Sélection en Master : nous attendons le décret !

Le conseil d'Etat a rendu le 10 février un avis constatant qu'à défaut de la publication du décret prévu à l'article L. 612-6 du Code de l'Education, et qui doit préciser la liste des formations pour lesquelles l'admission en master peut être subordonnée à la capacité d'accueil des établissements, au succès à un concours ou à l'examen du dossier du candidat, la sélection à l'entrée d'un master 2 n'est pas réglementaire : « l'admission à une formation de deuxième cycle au terme de laquelle est délivré le grade de master, en première comme en deuxième année, ne peut dépendre des capacités d'accueil d'un établissement ou être subordonnée au succès à un concours ou à l'examen du dossier des candidats que si cette formation figure sur la liste qu'elles mentionnent ».

Ce décret, n’a jamais été pris, signe d’un abandon des universités à elles-mêmes par les ministres successifs de l’Enseignement supérieur et de la Recherche et de leur manque de courage en ce domaine.

Le constat du conseil d'Etat ne surprend personne : rappelons que le comité de suivi du cursus Master, dans sa séance du 21 mai 2015, avait demandé, toutes organisations syndicales confondues (y compris l'UNEF), « que soit mis un terme à l'écart constaté entre les faits et le droit, les procédures de sélection existant dans nombre de formations de master sans base légale... procédures dont on sait qu'elles sont incontournables dans certaines mentions de master ». En d'autres termes, il demandait que le gouvernement fasse son travail et prenne un décret énumérant les formations pouvant être sélectives. Après coup, l'UNEF et le SNESUP, dont les représentants avaient voté en séance en faveur de cette position, ont souhaité s'en désolidariser.

En attendant, l'avis du conseil d'Etat place les collègues responsables de masters pratiquant la sélection dans une situation fragile.
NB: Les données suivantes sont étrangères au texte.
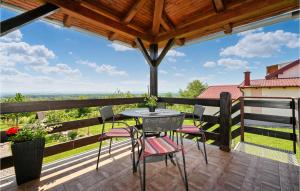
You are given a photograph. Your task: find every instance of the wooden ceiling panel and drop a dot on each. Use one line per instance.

La plupart des masters 2, héritiers des anciens DEA et DESS, demeurent des formations sélectives, et le manque de moyens dans les Universités ne permet pas d'accueillir tous les étudiants qui le souhaitent.

La position de L'UNEF qui demande « que le futur décret encadre une partie des pratiques de sélection à l'entrée du master 2 et garantisse à tous les titulaires d'un master 1 le droit à la poursuite d'étude dans au moins un master 2 du même grand domaine de formation dans leur université » est démagogique au regard de l'insuffisance des moyens des universités et dangereuse : la notion floue de « grand domaine de formation » est la porte ouverte à la création de grands masters non-disciplinaires, sous-dotés, destinés à accueillir les étudiants recalés dans les autres masters. SUPAUTONOME-FO et le SNPREES-FO revendiquent le recrutement d'enseignants-chercheurs sur les nombreux postes gelés dans les Universités, de façon à assurer la capacité d'encadrement permettant aux étudiants de s'inscrire en Master.

En tout cas, pour éviter l'incertitude juridique liée à la situation actuelle, SUPAUTONOME-FO et le SNPREES-FO demandent que le décret pris en application de l'article L. 612-6 du Code de l'éducation fixe clairement la liste des formations sélectives de Master, en particulier celles donnant accès à des professions réglementées.

Ils souhaitent l'ouverture en urgence d'une négociation avec le ministère sur ces points, avant la saisine du CNESER, de façon à sécuriser les parcours actuels, à rassurer Universitaires et étudiants qui, dès à présent, ont entamé les processus de sélection pour l'année prochaine.